Digging: Prurient – Bermuda Drain

Prurient: Bermuda Drain
Hydra Head (2011)

According to Bermuda Drain‘s liner notes you should “listen at night while driving through European tunnels”. I was in Japan over the new year and this record is also the perfect soundtrack for speeding around Tokyo’s freeways, winding through neon lit and smog stained skyscrapers like a scene from Bladerunner. Despite the hype leading up to this release things have gone quiet for Prurient. Critics praised Bermuda Drain for the most part, but his fans seem unsure about the goth-wave direction. This shift in sound shouldn’t come as a surprise really, given Dominick Fernow’s involvement in the synthetic emo project Cold Cave, and his increasing interest in keyboards and poetry over his last few records. And on a track like Watch Silently, where the percussive stomp sounds like a Wolf Eyes impersonation, he should be  keeping the noise Nazis satisfied, but it seems the moody synths found throughout the other eight tracks are too foreign for most.
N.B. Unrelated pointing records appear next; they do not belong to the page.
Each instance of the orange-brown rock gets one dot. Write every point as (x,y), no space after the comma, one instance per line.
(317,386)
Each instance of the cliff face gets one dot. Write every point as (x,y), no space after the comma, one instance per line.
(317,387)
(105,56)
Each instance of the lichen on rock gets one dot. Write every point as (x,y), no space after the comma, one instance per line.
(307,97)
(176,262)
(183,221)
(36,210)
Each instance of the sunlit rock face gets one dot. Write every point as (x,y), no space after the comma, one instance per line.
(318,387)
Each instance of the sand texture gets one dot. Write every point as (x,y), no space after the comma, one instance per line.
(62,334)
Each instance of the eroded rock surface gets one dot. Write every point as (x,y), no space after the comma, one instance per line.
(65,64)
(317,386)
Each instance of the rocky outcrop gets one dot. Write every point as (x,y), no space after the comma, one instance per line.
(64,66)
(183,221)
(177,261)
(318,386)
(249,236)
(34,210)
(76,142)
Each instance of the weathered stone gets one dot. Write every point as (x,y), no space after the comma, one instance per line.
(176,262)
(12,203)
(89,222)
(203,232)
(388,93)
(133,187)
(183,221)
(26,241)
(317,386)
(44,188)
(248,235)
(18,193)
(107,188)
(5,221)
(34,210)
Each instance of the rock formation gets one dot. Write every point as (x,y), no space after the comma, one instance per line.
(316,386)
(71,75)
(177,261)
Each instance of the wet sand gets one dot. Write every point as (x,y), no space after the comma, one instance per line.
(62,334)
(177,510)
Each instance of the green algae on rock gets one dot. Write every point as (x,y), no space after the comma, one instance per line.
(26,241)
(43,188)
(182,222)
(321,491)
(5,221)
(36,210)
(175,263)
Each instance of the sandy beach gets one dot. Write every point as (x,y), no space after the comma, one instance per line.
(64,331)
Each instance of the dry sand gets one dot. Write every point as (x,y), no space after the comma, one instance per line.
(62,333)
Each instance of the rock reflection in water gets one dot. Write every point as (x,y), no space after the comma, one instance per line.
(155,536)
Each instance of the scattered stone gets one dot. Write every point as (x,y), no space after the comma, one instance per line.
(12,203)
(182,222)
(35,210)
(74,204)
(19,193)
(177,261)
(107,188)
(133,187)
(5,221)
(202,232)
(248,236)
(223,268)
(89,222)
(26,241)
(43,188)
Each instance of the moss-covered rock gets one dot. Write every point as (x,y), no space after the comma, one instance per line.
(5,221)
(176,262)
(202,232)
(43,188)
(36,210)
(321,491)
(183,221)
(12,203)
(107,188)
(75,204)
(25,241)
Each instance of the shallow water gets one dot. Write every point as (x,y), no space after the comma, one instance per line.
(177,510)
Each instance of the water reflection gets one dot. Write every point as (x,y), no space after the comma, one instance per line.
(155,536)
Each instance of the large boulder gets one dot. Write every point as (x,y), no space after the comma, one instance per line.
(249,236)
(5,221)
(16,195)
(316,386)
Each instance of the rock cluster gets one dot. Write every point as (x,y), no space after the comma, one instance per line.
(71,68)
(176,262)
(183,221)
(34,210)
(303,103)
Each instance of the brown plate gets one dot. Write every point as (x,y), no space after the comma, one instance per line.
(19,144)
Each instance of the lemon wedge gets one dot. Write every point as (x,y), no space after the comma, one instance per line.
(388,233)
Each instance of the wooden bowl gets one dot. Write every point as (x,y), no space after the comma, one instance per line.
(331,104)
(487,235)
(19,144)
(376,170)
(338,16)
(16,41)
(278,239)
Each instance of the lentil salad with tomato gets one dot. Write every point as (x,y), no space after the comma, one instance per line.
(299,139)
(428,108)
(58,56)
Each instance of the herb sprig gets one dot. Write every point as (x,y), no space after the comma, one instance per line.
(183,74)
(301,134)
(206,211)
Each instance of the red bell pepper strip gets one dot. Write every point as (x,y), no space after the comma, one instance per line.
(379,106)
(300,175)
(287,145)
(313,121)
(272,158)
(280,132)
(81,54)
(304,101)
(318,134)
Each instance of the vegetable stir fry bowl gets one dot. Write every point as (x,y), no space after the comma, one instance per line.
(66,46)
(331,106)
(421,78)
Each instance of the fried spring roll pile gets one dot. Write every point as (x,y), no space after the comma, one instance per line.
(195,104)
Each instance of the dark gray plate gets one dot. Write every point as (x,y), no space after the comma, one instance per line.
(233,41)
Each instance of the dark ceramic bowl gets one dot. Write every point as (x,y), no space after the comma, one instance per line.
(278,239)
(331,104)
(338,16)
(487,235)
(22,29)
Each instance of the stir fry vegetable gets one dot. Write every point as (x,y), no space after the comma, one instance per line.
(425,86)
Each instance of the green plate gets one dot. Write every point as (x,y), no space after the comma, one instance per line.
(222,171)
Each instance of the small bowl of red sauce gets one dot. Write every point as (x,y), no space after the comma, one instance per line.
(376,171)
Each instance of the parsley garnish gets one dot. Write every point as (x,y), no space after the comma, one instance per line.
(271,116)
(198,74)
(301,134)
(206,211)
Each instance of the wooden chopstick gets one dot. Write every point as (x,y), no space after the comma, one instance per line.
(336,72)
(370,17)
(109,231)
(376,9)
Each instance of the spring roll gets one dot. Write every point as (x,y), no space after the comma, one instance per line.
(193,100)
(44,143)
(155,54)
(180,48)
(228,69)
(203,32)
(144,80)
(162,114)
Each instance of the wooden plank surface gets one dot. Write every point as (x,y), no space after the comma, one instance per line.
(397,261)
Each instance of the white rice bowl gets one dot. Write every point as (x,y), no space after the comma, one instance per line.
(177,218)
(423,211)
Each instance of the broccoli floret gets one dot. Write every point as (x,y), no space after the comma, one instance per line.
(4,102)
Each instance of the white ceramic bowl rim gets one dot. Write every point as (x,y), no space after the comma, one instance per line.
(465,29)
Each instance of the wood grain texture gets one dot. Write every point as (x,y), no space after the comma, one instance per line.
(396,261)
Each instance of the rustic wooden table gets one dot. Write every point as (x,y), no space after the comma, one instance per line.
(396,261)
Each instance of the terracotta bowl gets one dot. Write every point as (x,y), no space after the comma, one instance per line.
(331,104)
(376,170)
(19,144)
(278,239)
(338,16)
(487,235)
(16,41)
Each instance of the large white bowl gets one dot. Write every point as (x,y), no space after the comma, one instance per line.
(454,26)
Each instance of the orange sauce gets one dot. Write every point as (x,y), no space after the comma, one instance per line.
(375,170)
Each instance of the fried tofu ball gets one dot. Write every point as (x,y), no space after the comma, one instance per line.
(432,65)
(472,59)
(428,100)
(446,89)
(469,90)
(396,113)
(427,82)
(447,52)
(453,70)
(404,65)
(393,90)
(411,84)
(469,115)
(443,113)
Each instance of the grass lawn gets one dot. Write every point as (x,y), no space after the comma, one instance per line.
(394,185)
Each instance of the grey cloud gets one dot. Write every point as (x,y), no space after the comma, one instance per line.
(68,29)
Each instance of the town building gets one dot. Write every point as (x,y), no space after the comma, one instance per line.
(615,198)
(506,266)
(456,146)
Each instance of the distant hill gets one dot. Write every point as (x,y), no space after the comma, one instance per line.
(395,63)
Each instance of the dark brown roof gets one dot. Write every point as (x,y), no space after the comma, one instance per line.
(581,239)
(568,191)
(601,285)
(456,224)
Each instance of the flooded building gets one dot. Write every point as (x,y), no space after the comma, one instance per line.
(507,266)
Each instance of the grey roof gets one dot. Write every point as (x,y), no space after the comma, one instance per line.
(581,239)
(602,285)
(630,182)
The more I listen to Bermuda Drain the more I appreciate its stark landscapes and knack for manipulating noise and atmosphere into something that almost resembles a song. Rarely has someone been able to make synth lines sound so menacing without melting in cheese. The vibe is foreboding, Fernow’s spoken prose is sparse, clear and threatening. He sounds like a man on edge, and when he erupts into gut wrenching screams, their contrast against the emotive synthesisers is unsettling. Sure, Suicide were doing something similar in the 70s but their schtick was way more inspired by blues and rock. And Alan Vega thought he was Jim Morrison. Suicide didn’t sound menacing (even if their live show was), in fact at times they almost sounded funky.

The easiest and more accurate reference point for Bermuda Drain is Horror and Action movie soundtracks of the 80s, where keyboards and drum machines provided cheap backing tracks to schlock. John Carpenter and Dario Argento are all over this and that’s probably why I can appreciate Bermuda Drain. Despite its angst and claustrophobia there is a sentimental edge to the record; nostalgia about being both repulsed and attracted to the video nasties of yore, watching something forbidden. Rooting for the monster on-screen. I like Bermuda Drain, I like it a lot. And I think the noise nerds need to ease up on Fernow for pushing his own boundaries.